Enterprise Unix Roundup: Shopping for Peace of Mind at the SCO Store
February 26, 2004
Tips of the Trade
Sometimes, when something needs to happen over and over and over again, it's best to just schedule it as a cron job and forget all about it. But what about when you want to schedule something to happen at some point that's "not now," and it needs to happen only once? Consider at.
Where cron depends on a crontab file to decide when to run scheduled commands, at takes input from the command line. Output from an at-scheduled command is mailed to the user, and notification that the command executed (if it wouldn't ordinarily involve output) can be specified by adding on a -m switch.
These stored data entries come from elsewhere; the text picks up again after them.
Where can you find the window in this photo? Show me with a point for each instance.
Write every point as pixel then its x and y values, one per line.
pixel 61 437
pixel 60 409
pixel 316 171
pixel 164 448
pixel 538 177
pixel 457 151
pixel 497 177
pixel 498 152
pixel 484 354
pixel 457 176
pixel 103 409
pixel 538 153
at allows very specific time designations. So telling at to "run the shell script /home/joe/bin/verybigjob.sh at 3:38 p.m. three days from now" would look like this:
at 3:38pm + 3 days
at also accepts words like "midnight," "tomorrow," "noon," and even "teatime" (which is 4 p.m. -- we looked it up on the man page).
One common point of confusion: Once you issue the at command with its date qualifier, you'll be dumped into a prompt that looks like at>. At that point, you must enter the command (or commands) you want to run, followed by pressing the control and d keys to exit the command.
If you want to see which jobs are waiting to run, use the atq command; if you want to get rid of a job, use the atrm command. To use atrm, you must know the job number (which is returned when you exit at with ctrl-d), or by looking it up with atq.